A while back we noted, among other papers in the "judging judges" genre, one by Stephen Choi (NYU), Mitu Galati (Duke), Mirya Holman (Duke/UNC), and Eric Posner (Chicago) that sought to hold claims about Justice Sotomayor’s now-infamous assertion, uttered prior to her Senate confirmation hearing, that female judges might be “better” than male judges. As noted in 2009, the Judging Women paper "estimate three measures of judicial output: opinion production, outside state citations, and co-partisan disagreements." The paper found that "male and female judges perform at about the same level."
The enterprise of empirically "judging judges," however, recently generated its own push-back. In The Costs of Judging Judges by the Numbers, the authors, Marin Levy (Duke), Kate Stith (Yale), and José Cabranes (CA2), advance some plausibly dramatic claims about the efficacy of "judging judges," at least empirically. The paper's abstract follows.
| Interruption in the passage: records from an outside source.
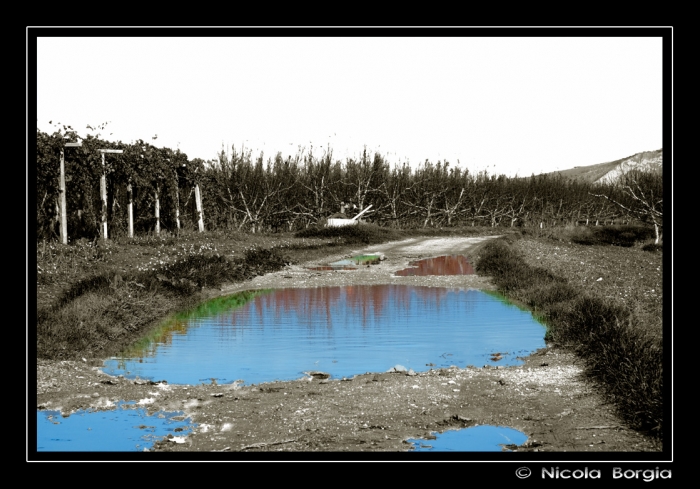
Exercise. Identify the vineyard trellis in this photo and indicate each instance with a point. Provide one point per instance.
(142, 188)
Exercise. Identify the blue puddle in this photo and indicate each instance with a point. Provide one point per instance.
(280, 334)
(124, 429)
(475, 439)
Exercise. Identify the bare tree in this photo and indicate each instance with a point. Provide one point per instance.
(639, 193)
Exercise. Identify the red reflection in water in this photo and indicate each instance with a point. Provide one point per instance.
(441, 265)
(366, 299)
(326, 268)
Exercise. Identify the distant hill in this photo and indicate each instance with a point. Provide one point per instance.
(608, 172)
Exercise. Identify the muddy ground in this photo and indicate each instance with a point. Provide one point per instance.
(546, 398)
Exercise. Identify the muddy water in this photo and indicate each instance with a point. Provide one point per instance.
(126, 428)
(441, 265)
(343, 331)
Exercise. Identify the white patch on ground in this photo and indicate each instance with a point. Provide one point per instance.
(191, 404)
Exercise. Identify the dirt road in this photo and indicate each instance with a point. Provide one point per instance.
(546, 398)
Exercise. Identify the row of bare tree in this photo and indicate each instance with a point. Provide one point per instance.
(242, 192)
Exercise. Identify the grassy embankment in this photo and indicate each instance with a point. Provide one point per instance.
(599, 290)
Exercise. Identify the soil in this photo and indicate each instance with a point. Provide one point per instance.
(547, 397)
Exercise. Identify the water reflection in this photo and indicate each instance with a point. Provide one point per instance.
(483, 438)
(344, 331)
(441, 265)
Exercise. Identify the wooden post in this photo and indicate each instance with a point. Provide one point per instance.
(198, 202)
(103, 190)
(131, 210)
(177, 207)
(103, 193)
(62, 202)
(157, 210)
"This essay discredits current empirical models that are designed to “judge” or rank appellate judges, and then assesses the harms of propagating such models. First, the essay builds on the discussion of empirical models by arguing that (1) the judicial virtues that the legal empiricists set out to measure have little bearing on what actually makes for a good judge; and (2) even if they did, the empiricists’ chosen variables have not measured those virtues accurately. The essay then concludes that by generating unreliable claims about the relative quality of judges, these studies mislead both decision-makers and the public, degrade discussions of judging, and could, if taken seriously, detrimentally alter the behavior of judges themselves."